P1028 Preliminary Data Analysis and Assembly of the Loblolly Pine Genome

Daniela Puiu , Johns Hopkins University School of Medicine, Baltimore, MD
Aleksey Zimin , University of Maryland, College Park, MD
Steven L Salzberg , Johh Hopkins University School of Medicine, Baltimore, MD
The Loblolly Pine Genome Project (LPGP) is part of the larger Pinerefseq project and has as its goal the sequencing, assembly and annotation of the Loblolly pine (Pinus taeda). Development of a high-quality reference genome will serve as a model for assembling two other conifers genomes, Douglas fir (Pseudotsuga menziesii) and sugar pine (Pinus lambertiana). With 12 chromosomes, a genome size of ~24Gbp, and high repeat content, this genome presents a major challenge for genome assembly. We are sequencing the genome using the Illumina technology from a combination of whole-genome shotgun and pooled fosmid libraries. Johns Hopkins School of Medicine along with Univ. of Maryland College Park are currently working on sequence library qc, read correction, whole genome & pooled library assembly, finishing of the chloroplast & mitochondrion genomes.
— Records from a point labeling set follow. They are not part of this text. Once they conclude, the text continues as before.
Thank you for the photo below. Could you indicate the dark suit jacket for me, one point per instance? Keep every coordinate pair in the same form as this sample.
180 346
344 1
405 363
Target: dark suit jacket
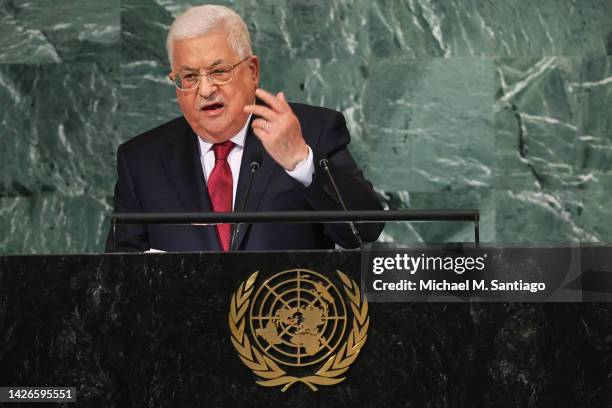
160 171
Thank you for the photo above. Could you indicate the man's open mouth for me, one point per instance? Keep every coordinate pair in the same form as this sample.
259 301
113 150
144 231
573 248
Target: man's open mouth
212 107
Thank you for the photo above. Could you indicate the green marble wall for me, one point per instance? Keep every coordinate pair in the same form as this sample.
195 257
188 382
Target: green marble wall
504 106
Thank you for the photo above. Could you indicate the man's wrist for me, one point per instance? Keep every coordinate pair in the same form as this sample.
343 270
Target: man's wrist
304 169
300 160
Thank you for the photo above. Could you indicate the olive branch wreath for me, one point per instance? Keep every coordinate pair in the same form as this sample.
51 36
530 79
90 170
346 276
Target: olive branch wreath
264 367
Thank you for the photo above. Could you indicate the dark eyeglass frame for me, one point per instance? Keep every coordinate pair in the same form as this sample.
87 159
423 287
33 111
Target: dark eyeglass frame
175 77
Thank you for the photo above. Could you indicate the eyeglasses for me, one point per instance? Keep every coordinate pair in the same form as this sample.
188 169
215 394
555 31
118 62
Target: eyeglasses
189 80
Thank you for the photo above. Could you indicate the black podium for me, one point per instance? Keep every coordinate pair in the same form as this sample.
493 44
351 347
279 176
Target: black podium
152 330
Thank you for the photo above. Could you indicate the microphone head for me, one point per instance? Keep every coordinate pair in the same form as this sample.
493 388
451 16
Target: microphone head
255 161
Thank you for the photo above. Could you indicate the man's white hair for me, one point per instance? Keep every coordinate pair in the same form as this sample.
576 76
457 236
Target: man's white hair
202 20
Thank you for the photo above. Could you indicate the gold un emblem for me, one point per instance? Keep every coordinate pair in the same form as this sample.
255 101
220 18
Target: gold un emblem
297 320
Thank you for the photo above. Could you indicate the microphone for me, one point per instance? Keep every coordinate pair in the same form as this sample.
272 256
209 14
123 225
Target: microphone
254 165
325 165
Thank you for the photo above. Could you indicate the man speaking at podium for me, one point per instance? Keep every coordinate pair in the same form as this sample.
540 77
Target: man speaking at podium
202 161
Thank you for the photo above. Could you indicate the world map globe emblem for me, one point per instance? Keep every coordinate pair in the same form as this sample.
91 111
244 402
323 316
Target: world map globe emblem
298 317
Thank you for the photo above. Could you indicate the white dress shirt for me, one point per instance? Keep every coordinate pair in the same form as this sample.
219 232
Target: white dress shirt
302 173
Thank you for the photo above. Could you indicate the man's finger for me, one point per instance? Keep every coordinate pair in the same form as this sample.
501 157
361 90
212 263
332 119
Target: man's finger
269 100
261 111
261 124
261 134
283 100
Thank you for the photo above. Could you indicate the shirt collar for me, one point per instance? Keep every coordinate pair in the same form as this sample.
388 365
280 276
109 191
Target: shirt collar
238 139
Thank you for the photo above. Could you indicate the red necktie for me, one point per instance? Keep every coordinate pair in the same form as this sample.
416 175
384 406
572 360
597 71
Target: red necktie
220 189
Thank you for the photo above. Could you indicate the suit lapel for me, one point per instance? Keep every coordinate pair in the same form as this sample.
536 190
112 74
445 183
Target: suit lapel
252 147
182 164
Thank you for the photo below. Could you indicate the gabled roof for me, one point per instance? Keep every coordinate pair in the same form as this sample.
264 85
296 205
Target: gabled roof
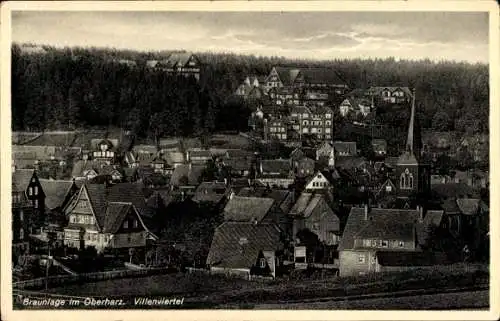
287 75
306 204
469 206
454 190
247 209
192 172
55 192
21 179
114 216
237 245
385 223
276 166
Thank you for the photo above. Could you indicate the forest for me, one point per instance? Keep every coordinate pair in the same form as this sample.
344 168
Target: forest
67 88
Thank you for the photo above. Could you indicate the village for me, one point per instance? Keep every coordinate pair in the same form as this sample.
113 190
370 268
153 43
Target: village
284 196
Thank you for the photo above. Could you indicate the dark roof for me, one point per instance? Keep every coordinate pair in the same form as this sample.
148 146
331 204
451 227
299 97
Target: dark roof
192 172
247 209
469 206
387 223
97 197
287 74
345 147
276 166
410 258
21 179
115 213
237 245
454 190
55 192
210 192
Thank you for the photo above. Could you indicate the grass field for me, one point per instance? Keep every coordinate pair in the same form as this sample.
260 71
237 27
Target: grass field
447 301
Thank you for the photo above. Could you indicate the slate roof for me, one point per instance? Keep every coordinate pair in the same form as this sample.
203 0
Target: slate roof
469 206
454 190
345 147
210 192
237 244
55 192
114 216
174 158
306 204
246 209
192 172
410 258
21 179
349 162
287 75
276 166
389 224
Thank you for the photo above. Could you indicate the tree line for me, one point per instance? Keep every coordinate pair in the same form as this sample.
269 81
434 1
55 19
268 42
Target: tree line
85 87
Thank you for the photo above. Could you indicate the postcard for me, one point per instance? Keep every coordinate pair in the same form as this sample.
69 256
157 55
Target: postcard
296 160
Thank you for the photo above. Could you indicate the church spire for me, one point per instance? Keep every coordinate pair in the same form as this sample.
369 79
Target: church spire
411 127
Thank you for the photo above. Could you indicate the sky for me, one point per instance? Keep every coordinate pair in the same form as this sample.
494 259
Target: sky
460 36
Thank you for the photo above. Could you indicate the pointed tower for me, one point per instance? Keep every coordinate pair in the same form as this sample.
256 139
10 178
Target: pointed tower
412 176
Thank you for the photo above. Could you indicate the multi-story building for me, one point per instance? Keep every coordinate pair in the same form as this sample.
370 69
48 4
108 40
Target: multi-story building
317 121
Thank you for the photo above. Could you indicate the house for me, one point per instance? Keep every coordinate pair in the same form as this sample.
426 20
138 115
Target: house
211 192
198 156
394 95
370 230
275 172
104 149
97 219
304 167
355 106
22 211
256 210
26 187
316 121
179 64
322 181
283 76
246 249
276 129
379 147
174 158
312 212
187 175
345 148
283 198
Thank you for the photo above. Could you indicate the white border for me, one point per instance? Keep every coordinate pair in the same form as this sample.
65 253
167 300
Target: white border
5 156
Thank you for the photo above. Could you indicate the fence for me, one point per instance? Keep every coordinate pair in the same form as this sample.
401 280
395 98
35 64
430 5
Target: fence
57 280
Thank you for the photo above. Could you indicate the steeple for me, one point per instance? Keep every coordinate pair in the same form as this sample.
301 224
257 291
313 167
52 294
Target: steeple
411 127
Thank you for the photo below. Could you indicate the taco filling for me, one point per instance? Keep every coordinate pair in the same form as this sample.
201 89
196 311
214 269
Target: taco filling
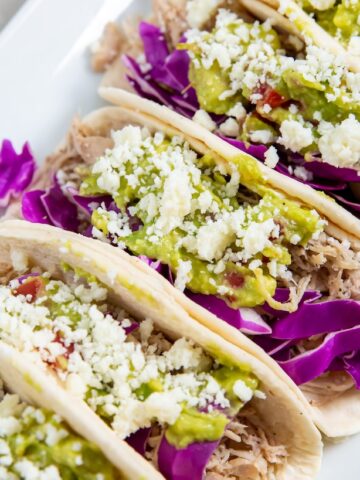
230 237
292 105
340 18
227 238
167 397
38 444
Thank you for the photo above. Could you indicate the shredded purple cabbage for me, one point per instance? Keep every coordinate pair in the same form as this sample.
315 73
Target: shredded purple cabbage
138 440
16 171
165 79
185 463
313 363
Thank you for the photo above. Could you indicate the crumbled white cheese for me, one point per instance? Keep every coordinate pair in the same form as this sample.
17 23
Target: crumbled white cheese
271 157
238 111
295 136
340 145
203 118
261 136
322 4
303 173
242 391
354 45
176 200
256 237
230 128
19 260
183 275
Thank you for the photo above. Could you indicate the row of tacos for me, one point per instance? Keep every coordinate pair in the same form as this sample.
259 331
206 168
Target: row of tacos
106 376
256 252
277 86
171 342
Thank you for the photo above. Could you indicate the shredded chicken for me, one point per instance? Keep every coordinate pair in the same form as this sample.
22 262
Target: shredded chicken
326 264
88 146
171 16
108 48
333 265
244 453
327 387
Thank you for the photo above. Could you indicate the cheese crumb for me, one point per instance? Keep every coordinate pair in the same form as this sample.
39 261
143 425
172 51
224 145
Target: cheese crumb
295 136
271 157
340 144
242 391
183 275
203 118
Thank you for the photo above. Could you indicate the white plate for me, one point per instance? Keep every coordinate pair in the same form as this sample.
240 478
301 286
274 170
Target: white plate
45 79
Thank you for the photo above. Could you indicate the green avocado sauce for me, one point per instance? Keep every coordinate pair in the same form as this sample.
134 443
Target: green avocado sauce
43 439
194 426
340 20
211 397
221 88
244 286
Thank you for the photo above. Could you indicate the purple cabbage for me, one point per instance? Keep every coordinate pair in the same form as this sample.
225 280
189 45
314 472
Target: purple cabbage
138 440
325 170
16 171
61 211
313 363
317 319
54 207
350 205
185 463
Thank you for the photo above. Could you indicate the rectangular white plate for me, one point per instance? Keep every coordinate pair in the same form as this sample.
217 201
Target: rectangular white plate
46 79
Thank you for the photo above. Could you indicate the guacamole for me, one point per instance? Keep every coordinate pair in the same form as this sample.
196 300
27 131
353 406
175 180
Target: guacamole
305 101
130 374
340 18
34 440
221 233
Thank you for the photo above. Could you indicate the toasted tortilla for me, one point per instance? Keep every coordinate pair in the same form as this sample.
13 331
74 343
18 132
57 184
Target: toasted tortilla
282 413
331 417
41 388
295 20
341 224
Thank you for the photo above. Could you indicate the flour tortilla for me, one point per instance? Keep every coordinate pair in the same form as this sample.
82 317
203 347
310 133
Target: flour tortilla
332 417
342 224
282 413
310 30
37 386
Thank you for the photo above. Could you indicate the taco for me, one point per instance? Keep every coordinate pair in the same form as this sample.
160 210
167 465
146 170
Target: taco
38 443
108 335
329 24
293 105
269 256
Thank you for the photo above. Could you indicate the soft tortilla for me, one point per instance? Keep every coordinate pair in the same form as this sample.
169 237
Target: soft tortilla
342 225
142 294
34 384
309 30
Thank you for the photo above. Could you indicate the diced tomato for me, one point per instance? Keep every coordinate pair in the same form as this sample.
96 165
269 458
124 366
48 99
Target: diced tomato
235 280
69 348
270 97
32 287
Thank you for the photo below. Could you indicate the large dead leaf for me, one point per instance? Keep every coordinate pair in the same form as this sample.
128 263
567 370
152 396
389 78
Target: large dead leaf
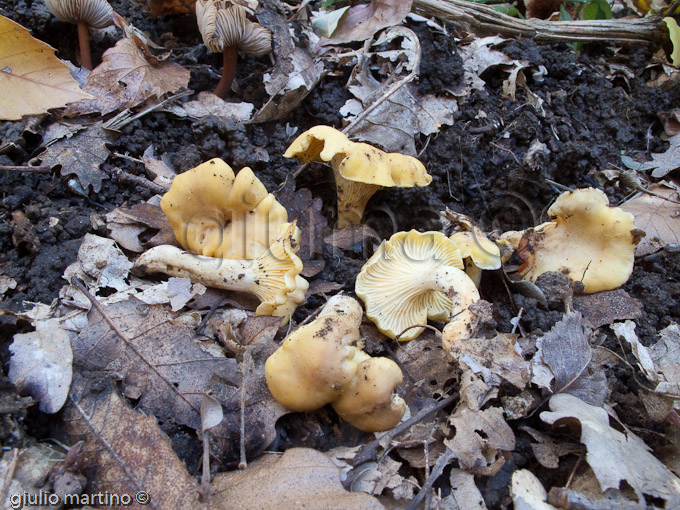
564 352
659 218
615 456
125 78
364 20
496 359
664 162
41 364
32 79
80 155
126 452
300 478
480 437
398 118
163 367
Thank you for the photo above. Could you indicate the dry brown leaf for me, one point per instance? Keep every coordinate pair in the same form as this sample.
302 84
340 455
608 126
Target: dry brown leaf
41 364
566 355
659 218
125 78
125 451
495 359
300 478
32 78
165 7
364 20
615 456
351 236
480 437
208 104
81 154
127 224
606 307
664 162
167 371
400 117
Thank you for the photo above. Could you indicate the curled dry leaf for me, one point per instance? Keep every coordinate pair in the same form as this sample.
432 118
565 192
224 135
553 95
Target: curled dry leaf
364 20
300 478
80 155
41 364
659 218
32 78
163 368
126 452
125 78
614 456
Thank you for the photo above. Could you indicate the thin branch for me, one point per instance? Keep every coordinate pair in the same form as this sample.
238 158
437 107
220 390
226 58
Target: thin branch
485 19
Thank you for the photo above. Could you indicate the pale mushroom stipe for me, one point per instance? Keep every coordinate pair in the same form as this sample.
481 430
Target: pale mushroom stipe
320 363
84 13
359 168
226 29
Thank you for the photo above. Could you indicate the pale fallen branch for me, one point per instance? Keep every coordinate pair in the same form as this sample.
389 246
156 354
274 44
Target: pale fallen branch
488 21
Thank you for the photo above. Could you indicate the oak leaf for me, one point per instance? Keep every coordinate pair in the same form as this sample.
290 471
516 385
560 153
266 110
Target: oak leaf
32 78
125 78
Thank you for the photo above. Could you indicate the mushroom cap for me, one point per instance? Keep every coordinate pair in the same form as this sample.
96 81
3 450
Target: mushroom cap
96 13
360 169
316 361
587 240
217 214
394 282
223 24
370 403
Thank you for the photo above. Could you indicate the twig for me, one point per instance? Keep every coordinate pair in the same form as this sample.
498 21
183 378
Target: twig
486 19
125 117
137 180
437 471
243 463
36 169
81 287
368 452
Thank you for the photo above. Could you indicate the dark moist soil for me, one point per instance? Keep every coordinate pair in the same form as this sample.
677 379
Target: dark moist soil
477 167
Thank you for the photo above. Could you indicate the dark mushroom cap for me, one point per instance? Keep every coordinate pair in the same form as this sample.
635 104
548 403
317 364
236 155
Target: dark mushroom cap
223 24
96 13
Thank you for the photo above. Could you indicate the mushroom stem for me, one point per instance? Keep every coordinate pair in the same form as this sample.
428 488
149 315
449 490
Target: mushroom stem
84 41
229 59
273 277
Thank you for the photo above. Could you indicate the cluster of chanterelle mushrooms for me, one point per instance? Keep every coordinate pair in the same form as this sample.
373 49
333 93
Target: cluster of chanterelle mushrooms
237 237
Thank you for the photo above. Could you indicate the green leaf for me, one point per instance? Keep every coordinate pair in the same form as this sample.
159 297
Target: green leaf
674 35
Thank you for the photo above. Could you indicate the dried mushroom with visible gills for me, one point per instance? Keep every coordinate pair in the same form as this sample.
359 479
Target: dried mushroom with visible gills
225 28
321 364
273 277
359 168
84 13
217 214
587 240
414 277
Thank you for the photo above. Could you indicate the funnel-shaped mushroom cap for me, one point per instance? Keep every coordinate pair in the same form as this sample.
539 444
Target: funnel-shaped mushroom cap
96 13
360 169
223 24
218 215
370 403
316 361
400 283
587 240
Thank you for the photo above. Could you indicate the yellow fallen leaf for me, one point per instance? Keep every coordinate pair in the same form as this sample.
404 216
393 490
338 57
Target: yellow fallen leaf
32 78
674 35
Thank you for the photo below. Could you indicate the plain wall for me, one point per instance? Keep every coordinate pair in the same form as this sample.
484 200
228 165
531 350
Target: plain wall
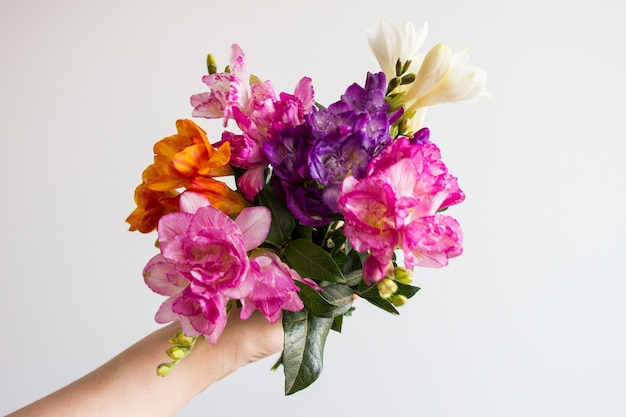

We are evaluating existing read correction and assembly software as well as developing new methods targeted towards this particular genome. We will present preliminary results from assembly of four test datasets, including pools containing 500 and 1000 fosmids as well as WGS sequence from megagamethophytes. Each dataset contains multiple libraries corresponding to different preparation conditions. We have assembled these using two different genome assemblers, SOAPdenovo and MSR-CA, and we will describe the overall results as well as analyses of chloroplast and mitochondrial DNA. The genome appears in initial testing to be very highly repetitive, as is expected based on its unusually large size.